Push Soon for Pashtuns

In a hilltop, chateau-like hotel in Germany, the first talks to patch together a stable government for Afghanistan will be held this week. If the talks succeed, the world will have one less nation that can serve as a safe haven for terrorists.

That's easier said than done for a land so wrenched by wars and drenched in blood feuds. In addition, the talks are starting when the top leaders of Al Qaeda and the Taliban are still being hunted down and the Afghan capital is under the control of the minority ethnic groups of the Northern Alliance (courtesy of US bombing).

To have the talks succeed, the US and its allies will need to support the anti-Taliban leaders of the ethnic Pashtuns, who make up 40 percent of Afghans and were the base for the Taliban. That doesn't mean abandoning the Northern Alliance, but it might mean confronting them.

As it is, the talks now have a nonPashtun tilt, with 11 of the 21 seats at the table going to Uzbeks, Tajiks, the former king, and others. The conference was designed to set up an interim government that will then lead to a loya jirga (grand assembly) of tribal groups and factions, which can lead to elections within a few years.

Political tinkering by the Bush team, while once distasteful to an administration that looked down on Clinton-style "nation building," is now a matter of highest national security.

Lessons are quickly being drawn in Washington from recent international attempts to bring order out of chaos in other failed states that have imploded from war, from Mozambique to Kosovo (see related editorial). The lure of billions in aid for Afghanistan will help align the factions in harmony, at least for a while, but it may not alone help bring long-term political balance that only Afghans can create on their own.

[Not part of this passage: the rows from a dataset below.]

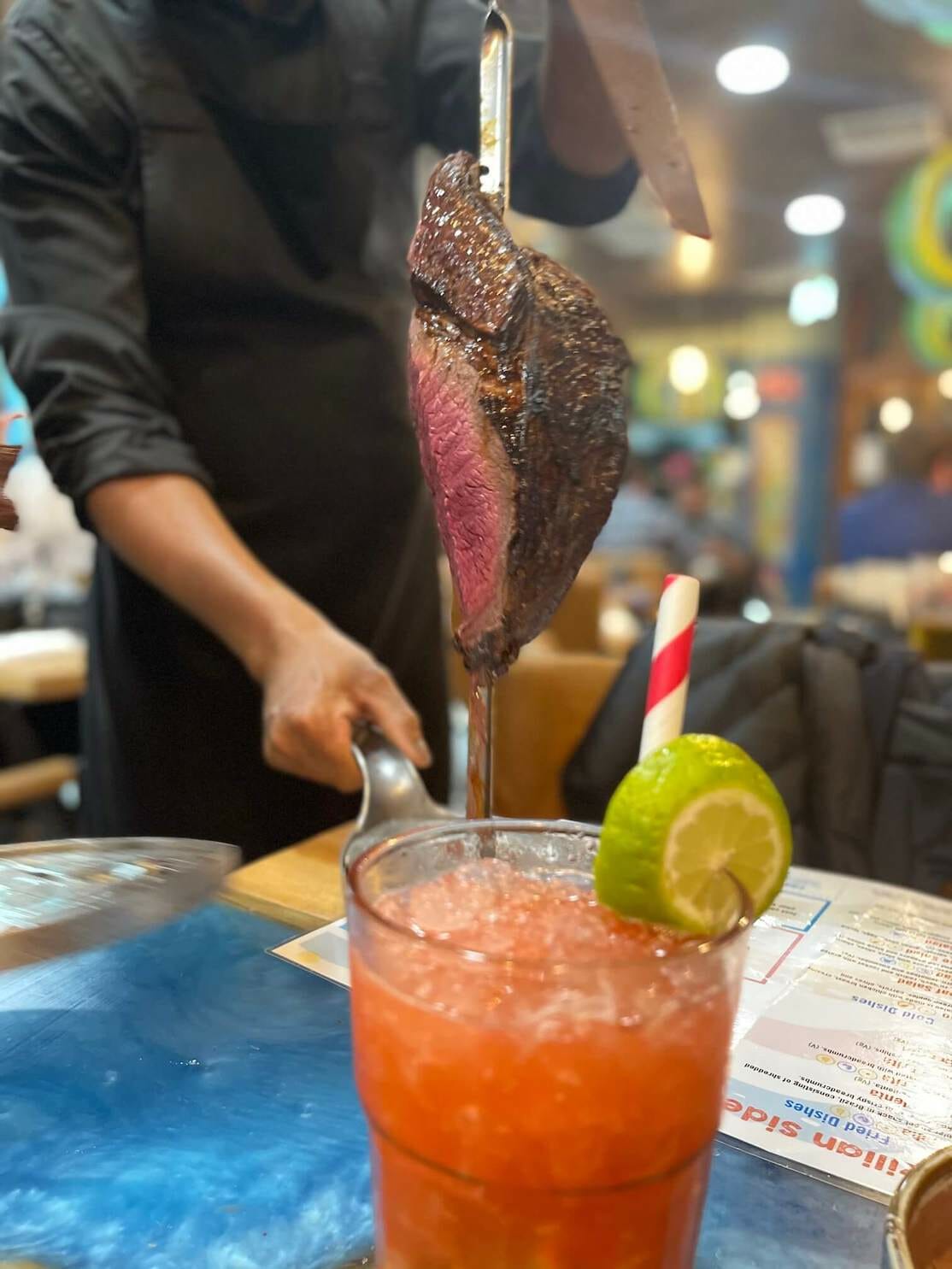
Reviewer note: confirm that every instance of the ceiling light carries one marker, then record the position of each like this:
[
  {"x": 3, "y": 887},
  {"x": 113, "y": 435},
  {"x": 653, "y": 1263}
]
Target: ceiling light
[
  {"x": 688, "y": 369},
  {"x": 742, "y": 403},
  {"x": 757, "y": 611},
  {"x": 814, "y": 300},
  {"x": 695, "y": 256},
  {"x": 895, "y": 414},
  {"x": 815, "y": 214},
  {"x": 753, "y": 68}
]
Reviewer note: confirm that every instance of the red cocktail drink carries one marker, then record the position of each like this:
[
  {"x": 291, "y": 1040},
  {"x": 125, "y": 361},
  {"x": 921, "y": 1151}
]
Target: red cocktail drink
[{"x": 542, "y": 1078}]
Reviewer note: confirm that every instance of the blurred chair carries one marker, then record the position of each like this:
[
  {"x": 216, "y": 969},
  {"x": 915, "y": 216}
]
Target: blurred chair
[
  {"x": 26, "y": 783},
  {"x": 544, "y": 708}
]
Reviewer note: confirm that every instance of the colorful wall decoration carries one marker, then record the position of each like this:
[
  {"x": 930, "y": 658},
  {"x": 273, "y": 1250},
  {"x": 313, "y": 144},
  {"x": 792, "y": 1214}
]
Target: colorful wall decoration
[
  {"x": 931, "y": 17},
  {"x": 918, "y": 229}
]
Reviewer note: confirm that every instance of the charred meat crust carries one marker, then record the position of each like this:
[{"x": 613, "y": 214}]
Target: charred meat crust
[{"x": 549, "y": 385}]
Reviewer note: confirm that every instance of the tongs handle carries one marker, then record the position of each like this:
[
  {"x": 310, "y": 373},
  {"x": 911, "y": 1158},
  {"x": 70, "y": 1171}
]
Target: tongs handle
[{"x": 497, "y": 105}]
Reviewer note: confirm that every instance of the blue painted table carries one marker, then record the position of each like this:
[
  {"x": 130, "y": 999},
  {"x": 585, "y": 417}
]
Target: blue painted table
[{"x": 185, "y": 1102}]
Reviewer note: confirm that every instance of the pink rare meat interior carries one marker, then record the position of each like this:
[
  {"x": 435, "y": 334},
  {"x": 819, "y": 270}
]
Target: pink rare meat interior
[{"x": 517, "y": 387}]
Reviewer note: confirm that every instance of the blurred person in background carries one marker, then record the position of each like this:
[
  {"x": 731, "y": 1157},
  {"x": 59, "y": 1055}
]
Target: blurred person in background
[
  {"x": 714, "y": 547},
  {"x": 204, "y": 211},
  {"x": 910, "y": 513},
  {"x": 640, "y": 520}
]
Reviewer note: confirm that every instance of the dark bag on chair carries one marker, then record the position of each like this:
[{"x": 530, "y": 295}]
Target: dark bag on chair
[{"x": 857, "y": 737}]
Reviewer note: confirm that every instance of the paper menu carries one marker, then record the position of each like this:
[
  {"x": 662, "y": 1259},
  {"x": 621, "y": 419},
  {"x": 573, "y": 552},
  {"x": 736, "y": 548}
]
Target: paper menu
[{"x": 843, "y": 1043}]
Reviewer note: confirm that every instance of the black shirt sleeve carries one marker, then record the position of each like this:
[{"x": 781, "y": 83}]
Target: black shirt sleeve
[
  {"x": 447, "y": 99},
  {"x": 75, "y": 329}
]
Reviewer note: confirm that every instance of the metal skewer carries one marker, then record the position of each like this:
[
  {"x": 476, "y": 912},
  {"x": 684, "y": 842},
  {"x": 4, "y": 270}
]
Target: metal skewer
[
  {"x": 496, "y": 156},
  {"x": 497, "y": 105}
]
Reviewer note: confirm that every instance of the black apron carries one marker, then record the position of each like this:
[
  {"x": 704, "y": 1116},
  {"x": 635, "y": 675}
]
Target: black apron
[{"x": 295, "y": 405}]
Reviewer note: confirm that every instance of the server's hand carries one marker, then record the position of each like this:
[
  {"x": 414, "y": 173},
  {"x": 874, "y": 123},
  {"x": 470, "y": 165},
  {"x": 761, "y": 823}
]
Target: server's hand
[{"x": 318, "y": 683}]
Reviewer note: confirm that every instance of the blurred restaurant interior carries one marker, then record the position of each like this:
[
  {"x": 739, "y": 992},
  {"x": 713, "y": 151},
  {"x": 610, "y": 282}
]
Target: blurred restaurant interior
[
  {"x": 594, "y": 952},
  {"x": 791, "y": 391}
]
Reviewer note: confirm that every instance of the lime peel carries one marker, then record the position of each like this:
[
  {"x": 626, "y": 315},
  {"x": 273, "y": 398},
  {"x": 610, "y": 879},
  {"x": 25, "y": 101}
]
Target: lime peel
[{"x": 677, "y": 821}]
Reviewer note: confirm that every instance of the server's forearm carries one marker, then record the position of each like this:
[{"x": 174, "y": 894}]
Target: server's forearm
[{"x": 169, "y": 529}]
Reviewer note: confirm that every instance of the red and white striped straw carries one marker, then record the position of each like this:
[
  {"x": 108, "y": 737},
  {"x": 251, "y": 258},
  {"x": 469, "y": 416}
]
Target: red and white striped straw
[{"x": 670, "y": 662}]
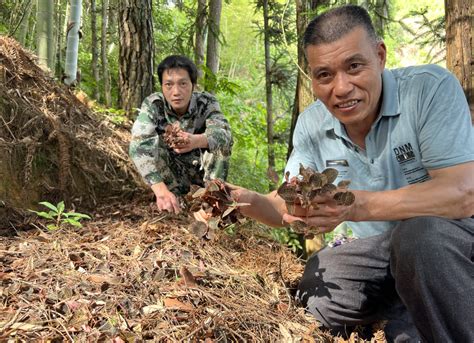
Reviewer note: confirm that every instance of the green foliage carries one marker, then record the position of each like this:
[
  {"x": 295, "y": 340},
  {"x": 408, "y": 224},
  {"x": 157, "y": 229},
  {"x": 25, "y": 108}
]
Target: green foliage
[
  {"x": 247, "y": 119},
  {"x": 58, "y": 217},
  {"x": 219, "y": 83}
]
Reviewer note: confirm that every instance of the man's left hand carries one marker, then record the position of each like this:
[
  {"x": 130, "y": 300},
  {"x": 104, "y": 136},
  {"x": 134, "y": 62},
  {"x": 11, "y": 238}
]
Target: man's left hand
[
  {"x": 326, "y": 216},
  {"x": 198, "y": 141}
]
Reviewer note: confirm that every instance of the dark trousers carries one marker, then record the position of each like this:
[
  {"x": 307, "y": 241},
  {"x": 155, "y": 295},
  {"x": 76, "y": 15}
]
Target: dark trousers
[{"x": 420, "y": 274}]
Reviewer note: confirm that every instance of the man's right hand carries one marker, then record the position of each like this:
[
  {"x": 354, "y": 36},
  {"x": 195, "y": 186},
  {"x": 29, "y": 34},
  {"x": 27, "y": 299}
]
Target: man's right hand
[{"x": 165, "y": 200}]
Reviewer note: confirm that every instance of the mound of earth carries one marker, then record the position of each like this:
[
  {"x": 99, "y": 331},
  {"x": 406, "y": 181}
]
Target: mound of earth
[
  {"x": 52, "y": 147},
  {"x": 133, "y": 275}
]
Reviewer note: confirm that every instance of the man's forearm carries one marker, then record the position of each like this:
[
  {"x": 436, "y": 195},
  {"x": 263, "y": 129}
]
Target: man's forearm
[
  {"x": 448, "y": 194},
  {"x": 266, "y": 209}
]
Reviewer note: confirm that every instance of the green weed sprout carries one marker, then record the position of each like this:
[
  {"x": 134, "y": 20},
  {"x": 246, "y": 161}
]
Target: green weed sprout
[{"x": 59, "y": 217}]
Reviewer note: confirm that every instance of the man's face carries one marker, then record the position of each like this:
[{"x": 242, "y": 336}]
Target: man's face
[
  {"x": 346, "y": 77},
  {"x": 177, "y": 89}
]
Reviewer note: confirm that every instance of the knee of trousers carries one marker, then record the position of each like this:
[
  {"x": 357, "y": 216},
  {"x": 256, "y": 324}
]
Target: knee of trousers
[
  {"x": 418, "y": 240},
  {"x": 314, "y": 292}
]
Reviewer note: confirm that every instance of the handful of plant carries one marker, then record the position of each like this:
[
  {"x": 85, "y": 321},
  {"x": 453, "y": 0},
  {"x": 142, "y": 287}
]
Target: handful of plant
[
  {"x": 173, "y": 136},
  {"x": 303, "y": 190},
  {"x": 213, "y": 208}
]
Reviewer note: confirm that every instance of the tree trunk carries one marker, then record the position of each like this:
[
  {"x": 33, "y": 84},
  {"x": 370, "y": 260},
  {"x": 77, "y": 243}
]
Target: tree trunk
[
  {"x": 201, "y": 18},
  {"x": 459, "y": 44},
  {"x": 62, "y": 16},
  {"x": 268, "y": 92},
  {"x": 72, "y": 46},
  {"x": 214, "y": 20},
  {"x": 45, "y": 34},
  {"x": 95, "y": 50},
  {"x": 304, "y": 93},
  {"x": 381, "y": 12},
  {"x": 23, "y": 26},
  {"x": 103, "y": 53},
  {"x": 136, "y": 53},
  {"x": 471, "y": 98}
]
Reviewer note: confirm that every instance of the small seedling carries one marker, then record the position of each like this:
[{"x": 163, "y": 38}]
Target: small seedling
[{"x": 59, "y": 217}]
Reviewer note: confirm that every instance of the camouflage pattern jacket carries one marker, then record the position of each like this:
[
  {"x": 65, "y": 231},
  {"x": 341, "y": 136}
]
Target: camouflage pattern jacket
[{"x": 203, "y": 116}]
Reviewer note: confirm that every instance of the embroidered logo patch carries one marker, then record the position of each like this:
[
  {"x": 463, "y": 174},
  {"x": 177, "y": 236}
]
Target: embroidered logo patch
[{"x": 404, "y": 153}]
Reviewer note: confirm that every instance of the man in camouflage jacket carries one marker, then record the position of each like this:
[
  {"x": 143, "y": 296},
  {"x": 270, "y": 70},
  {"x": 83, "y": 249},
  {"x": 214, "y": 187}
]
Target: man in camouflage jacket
[{"x": 208, "y": 140}]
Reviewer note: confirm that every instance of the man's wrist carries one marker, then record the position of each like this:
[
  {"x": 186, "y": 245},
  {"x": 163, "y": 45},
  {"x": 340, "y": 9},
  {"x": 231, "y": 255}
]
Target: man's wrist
[
  {"x": 159, "y": 188},
  {"x": 202, "y": 141}
]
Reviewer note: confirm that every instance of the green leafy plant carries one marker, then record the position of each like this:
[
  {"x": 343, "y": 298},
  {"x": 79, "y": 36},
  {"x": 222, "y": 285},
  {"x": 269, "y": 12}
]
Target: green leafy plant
[{"x": 59, "y": 217}]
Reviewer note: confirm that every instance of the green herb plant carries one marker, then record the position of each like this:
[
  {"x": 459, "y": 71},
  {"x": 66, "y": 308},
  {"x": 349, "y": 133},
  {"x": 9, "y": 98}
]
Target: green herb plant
[{"x": 59, "y": 217}]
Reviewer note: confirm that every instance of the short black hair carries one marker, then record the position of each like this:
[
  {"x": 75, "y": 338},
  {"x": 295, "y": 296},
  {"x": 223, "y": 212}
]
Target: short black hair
[
  {"x": 335, "y": 23},
  {"x": 175, "y": 62}
]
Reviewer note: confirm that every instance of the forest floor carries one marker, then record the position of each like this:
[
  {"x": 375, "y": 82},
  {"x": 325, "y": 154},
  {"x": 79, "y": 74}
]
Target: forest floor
[{"x": 132, "y": 274}]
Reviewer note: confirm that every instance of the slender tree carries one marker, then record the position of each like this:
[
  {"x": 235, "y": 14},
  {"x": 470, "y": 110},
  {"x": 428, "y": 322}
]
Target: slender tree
[
  {"x": 136, "y": 53},
  {"x": 268, "y": 89},
  {"x": 471, "y": 99},
  {"x": 381, "y": 14},
  {"x": 200, "y": 35},
  {"x": 214, "y": 20},
  {"x": 304, "y": 93},
  {"x": 95, "y": 49},
  {"x": 45, "y": 34},
  {"x": 103, "y": 53},
  {"x": 22, "y": 30},
  {"x": 458, "y": 43},
  {"x": 72, "y": 46}
]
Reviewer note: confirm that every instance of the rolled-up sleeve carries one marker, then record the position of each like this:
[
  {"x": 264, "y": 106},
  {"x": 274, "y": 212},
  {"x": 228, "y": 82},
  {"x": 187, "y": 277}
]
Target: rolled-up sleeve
[
  {"x": 144, "y": 144},
  {"x": 218, "y": 130}
]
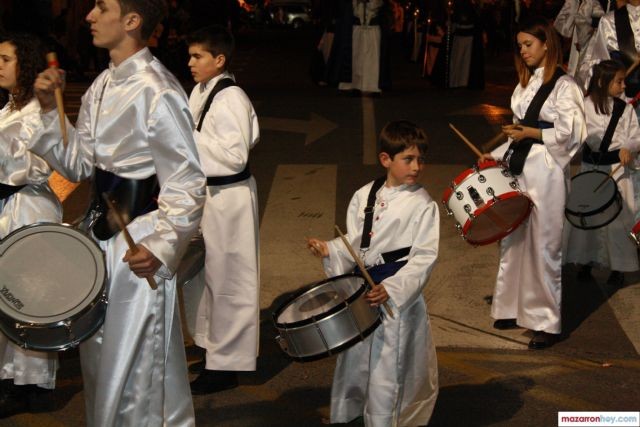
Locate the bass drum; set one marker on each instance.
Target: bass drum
(52, 293)
(325, 318)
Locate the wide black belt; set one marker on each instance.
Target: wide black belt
(131, 197)
(598, 158)
(9, 190)
(229, 179)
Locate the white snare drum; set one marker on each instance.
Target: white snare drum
(486, 203)
(51, 287)
(588, 208)
(325, 318)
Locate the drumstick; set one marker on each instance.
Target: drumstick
(365, 273)
(52, 62)
(132, 245)
(608, 176)
(466, 141)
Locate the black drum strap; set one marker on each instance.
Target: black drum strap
(368, 213)
(222, 84)
(517, 153)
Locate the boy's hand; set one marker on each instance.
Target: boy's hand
(376, 296)
(143, 263)
(318, 248)
(45, 85)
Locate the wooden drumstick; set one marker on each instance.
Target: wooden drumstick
(132, 245)
(52, 62)
(365, 273)
(608, 176)
(466, 141)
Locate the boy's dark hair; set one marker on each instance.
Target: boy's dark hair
(400, 135)
(603, 74)
(216, 40)
(30, 61)
(151, 11)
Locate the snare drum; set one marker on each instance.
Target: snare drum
(588, 208)
(325, 318)
(52, 293)
(486, 203)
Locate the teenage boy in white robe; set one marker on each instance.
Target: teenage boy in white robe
(391, 377)
(227, 324)
(134, 123)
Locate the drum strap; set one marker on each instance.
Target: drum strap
(517, 153)
(365, 241)
(626, 44)
(9, 190)
(222, 84)
(132, 197)
(603, 155)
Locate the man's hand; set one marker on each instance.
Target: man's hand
(143, 263)
(45, 86)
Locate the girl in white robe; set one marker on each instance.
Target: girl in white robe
(390, 378)
(20, 60)
(528, 287)
(608, 246)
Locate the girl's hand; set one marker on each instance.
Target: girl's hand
(625, 157)
(376, 296)
(318, 248)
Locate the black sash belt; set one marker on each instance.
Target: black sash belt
(132, 198)
(9, 190)
(517, 153)
(229, 179)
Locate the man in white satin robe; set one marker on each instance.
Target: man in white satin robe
(134, 122)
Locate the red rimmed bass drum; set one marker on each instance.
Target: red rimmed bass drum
(486, 202)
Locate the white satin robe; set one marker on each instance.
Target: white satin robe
(134, 121)
(608, 246)
(228, 320)
(528, 286)
(392, 376)
(33, 203)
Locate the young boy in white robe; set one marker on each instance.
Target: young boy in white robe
(227, 323)
(391, 377)
(608, 246)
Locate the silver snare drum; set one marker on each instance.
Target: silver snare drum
(588, 208)
(52, 292)
(325, 318)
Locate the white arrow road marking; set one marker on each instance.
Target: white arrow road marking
(314, 128)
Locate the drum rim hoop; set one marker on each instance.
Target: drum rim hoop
(331, 311)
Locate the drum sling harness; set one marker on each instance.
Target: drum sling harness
(229, 179)
(517, 153)
(603, 156)
(391, 264)
(132, 198)
(9, 190)
(627, 53)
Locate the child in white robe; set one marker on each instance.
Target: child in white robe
(391, 377)
(608, 246)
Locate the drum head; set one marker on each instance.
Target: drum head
(48, 273)
(584, 199)
(498, 219)
(319, 300)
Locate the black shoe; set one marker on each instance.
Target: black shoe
(197, 367)
(213, 381)
(616, 279)
(505, 324)
(542, 340)
(585, 272)
(13, 399)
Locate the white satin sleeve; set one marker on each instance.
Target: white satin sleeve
(182, 183)
(229, 131)
(407, 284)
(76, 161)
(565, 109)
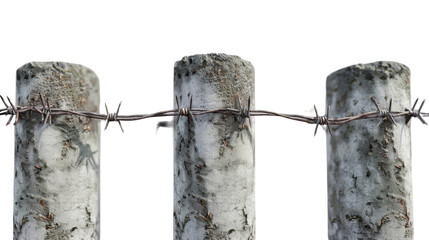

Some foreign troops will likely be needed in Afghanistan for a while, despite the country's history of being a black hole for outside powers. Again, finding the right balance of nations to provide troops will rest on the ethnic balance of a new government.

The US will need to show a commitment to the welfare of Afghanistan beyond ridding it of terrorists. That will persuade peoples in other nations that now harbor terrorists that it's worth supporting the US in seeking an end to pro-terrorism regimes.

Civil war need not engulf Afghanistan again as in the past if the US helps it find the right political mix.